Kenya’s data protection Framework.
In addressing the inadequate data protection laws, the Kenya government, through the Ministry of ICT, are in the process of formulating a Data protection Framework in order to secure the benefits of Kenya’s digital economy and mitigate ensuing harms. Through a gazette notice number 4367, the Ministry of ICT constituted a Taskforce to develop the Policy and Regulatory Framework for Privacy and Data Protection in Kenya by defining the requirements for the protection of Personal Data. (See ict.go.ke)
In line with the constitutional requirement to subject proposed Regulatory Framework for public consultation, they have invited the public to give comments on proposed policy and bill on or before 12th September 2018.
The above is to address the need to comply with EU’s General Data Protection Regulations.
What is the GDPR (General Data Protection Regulation)?
It is a regulation in EU law that standardizes data protection law for all individuals within the EU member states and the European Economic Area. The strict new rules are on processing and regulating all Personally Identifiable Information (PII). Companies that collect this data were to comply by 25th May 2018.
What type of privacy data does the GDPR protect?
When signing up for our services as a first time client, we ask for PII( Personally Identifiable Information) which helps to identify you as the owner of the particular service and also distinguish you and other users on our database. That is the kind of information that GDPR protects. This includes;
- Biometric data
- Sexual Orientation
- Health and genetic data
- Basic identity information such as name, address and ID numbers
- Web data such as location, IP address, cookie data and RFID tags
- Racial or ethnic data
- Political opinions
The impact on Africa’s business is majorly in regard to how we process client’s data that we collect, how we store it and most definitely how we protect it. A point to note is that collecting and storing of personal data should be done when there’s consent.

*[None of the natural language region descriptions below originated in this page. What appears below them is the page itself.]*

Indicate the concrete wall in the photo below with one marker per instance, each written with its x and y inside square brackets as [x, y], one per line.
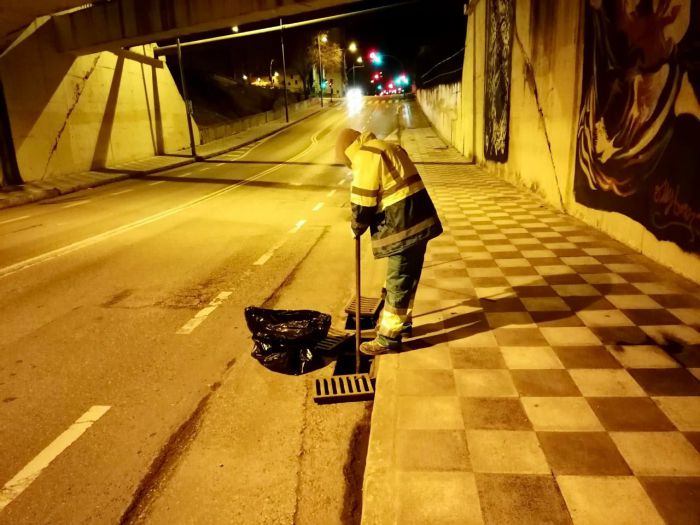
[71, 114]
[224, 130]
[546, 71]
[443, 106]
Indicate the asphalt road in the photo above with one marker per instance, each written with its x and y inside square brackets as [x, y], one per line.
[121, 307]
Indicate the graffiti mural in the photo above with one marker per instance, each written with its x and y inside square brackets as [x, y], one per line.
[638, 139]
[499, 42]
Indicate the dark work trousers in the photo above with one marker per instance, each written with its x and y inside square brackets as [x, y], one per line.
[402, 276]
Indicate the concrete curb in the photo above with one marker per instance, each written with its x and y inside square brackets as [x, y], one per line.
[29, 195]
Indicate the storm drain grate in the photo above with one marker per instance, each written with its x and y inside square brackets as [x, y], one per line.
[369, 306]
[351, 387]
[334, 339]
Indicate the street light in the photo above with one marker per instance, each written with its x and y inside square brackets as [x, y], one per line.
[352, 47]
[320, 38]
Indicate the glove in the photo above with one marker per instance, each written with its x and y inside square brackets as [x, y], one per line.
[357, 228]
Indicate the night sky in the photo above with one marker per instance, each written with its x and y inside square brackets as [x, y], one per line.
[418, 35]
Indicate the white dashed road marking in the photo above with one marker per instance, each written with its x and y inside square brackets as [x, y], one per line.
[298, 226]
[76, 203]
[8, 221]
[31, 471]
[200, 316]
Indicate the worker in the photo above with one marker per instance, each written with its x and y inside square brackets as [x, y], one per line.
[389, 198]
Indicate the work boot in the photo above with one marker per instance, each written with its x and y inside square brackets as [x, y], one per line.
[375, 347]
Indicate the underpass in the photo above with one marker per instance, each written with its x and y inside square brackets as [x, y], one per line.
[130, 265]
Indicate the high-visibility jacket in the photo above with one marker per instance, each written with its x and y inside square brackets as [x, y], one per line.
[388, 197]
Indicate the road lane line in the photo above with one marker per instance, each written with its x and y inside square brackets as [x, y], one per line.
[31, 471]
[201, 316]
[76, 203]
[78, 245]
[298, 226]
[8, 221]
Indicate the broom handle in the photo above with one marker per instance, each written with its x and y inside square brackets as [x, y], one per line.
[357, 305]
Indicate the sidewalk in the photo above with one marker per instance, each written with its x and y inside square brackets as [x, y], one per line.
[552, 377]
[61, 184]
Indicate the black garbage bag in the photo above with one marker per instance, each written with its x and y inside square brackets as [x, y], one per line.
[285, 339]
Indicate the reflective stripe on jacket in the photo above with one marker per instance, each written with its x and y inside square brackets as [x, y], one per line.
[389, 197]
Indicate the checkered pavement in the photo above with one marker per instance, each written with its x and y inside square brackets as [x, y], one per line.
[552, 376]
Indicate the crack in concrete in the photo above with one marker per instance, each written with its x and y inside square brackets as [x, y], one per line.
[270, 301]
[530, 79]
[354, 469]
[164, 464]
[300, 454]
[79, 88]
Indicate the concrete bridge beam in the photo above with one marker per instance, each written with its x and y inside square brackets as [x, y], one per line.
[127, 23]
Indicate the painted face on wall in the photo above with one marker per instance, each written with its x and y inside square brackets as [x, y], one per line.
[639, 124]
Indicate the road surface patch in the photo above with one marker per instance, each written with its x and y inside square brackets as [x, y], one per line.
[200, 316]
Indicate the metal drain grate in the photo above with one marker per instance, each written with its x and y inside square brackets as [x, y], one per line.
[334, 339]
[369, 306]
[351, 387]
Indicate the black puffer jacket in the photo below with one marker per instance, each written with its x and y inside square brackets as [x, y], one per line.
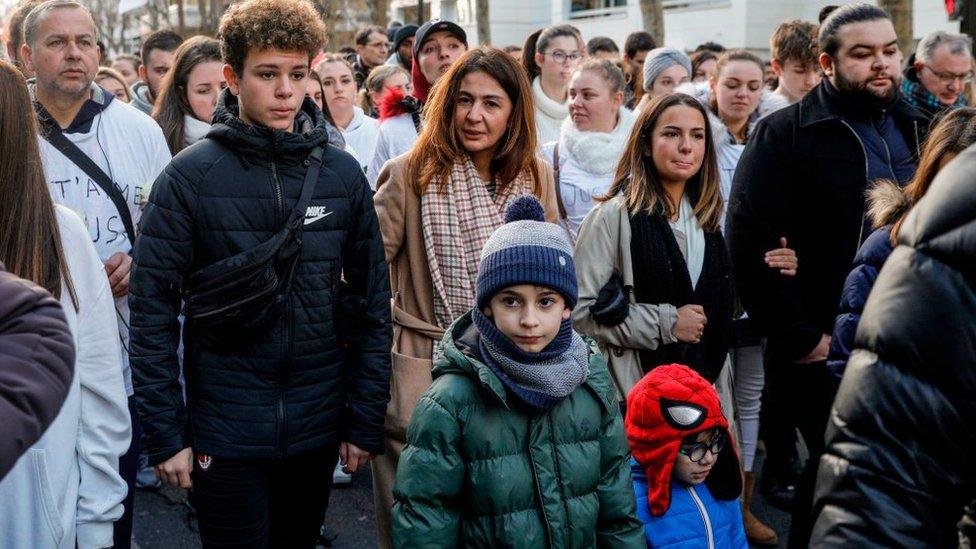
[802, 175]
[290, 390]
[898, 470]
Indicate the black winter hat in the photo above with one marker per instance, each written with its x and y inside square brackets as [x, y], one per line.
[436, 25]
[402, 34]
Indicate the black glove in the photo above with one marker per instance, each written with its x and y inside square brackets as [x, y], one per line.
[611, 305]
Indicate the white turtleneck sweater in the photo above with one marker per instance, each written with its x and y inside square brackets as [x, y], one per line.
[587, 164]
[549, 114]
[360, 136]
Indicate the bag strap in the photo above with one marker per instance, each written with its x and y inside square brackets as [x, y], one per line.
[52, 132]
[559, 192]
[314, 162]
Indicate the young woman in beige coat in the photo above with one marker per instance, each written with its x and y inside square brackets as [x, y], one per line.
[437, 205]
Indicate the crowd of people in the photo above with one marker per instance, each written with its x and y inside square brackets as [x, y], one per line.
[553, 294]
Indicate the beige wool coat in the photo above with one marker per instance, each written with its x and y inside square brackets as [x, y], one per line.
[414, 328]
[602, 249]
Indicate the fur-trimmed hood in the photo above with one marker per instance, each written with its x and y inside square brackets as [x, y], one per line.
[886, 202]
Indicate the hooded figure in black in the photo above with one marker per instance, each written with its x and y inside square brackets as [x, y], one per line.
[294, 388]
[898, 468]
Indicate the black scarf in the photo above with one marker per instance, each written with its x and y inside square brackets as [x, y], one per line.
[661, 276]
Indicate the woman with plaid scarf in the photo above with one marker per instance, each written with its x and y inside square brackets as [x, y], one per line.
[437, 206]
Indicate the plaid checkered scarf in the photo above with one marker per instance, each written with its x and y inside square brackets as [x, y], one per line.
[459, 215]
[919, 97]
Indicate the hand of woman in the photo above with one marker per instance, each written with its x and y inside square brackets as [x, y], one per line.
[690, 324]
[783, 259]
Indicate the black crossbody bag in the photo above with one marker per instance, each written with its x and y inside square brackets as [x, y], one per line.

What should you do then? As discussions on adapting to the laws continue, one of the best advise shared out has been; Collect only what is extremely necessary, store it for only as long as you need to, and store it properly and securely. It is important that you go through the data processing principles you will need to comply with.
Is GDPR only an EU concern? Do the laws affect Kenya and Africa at large?
It goes without saying that any business offering goods and services to people in EU countries, that require data processing is already affected. With the global increase in the number of countries aligning their data protection frameworks to that of EU, businesses in those countries will have to adapt to the new standards. As mentioned earlier, the Kenyan government is already formulating a data protection framework.
African countries will be required to comply with the GDPR to protect their export industries. It’s inevitable for African countries to comply, as it not only poses risk to the African Economy due to enormous exports to EU countries but also our lack of existing data protection framework for Africa, leaves us with no alternative.
It is, therefore, inherently key for all Kenyan citizens to participate in giving comments on the proposed framework before the said date. And more importantly, try to get an understanding of the GDPR compliance. GDPR compliance is a step for African countries to foster a significant relationship with EU and create strategic partnerships.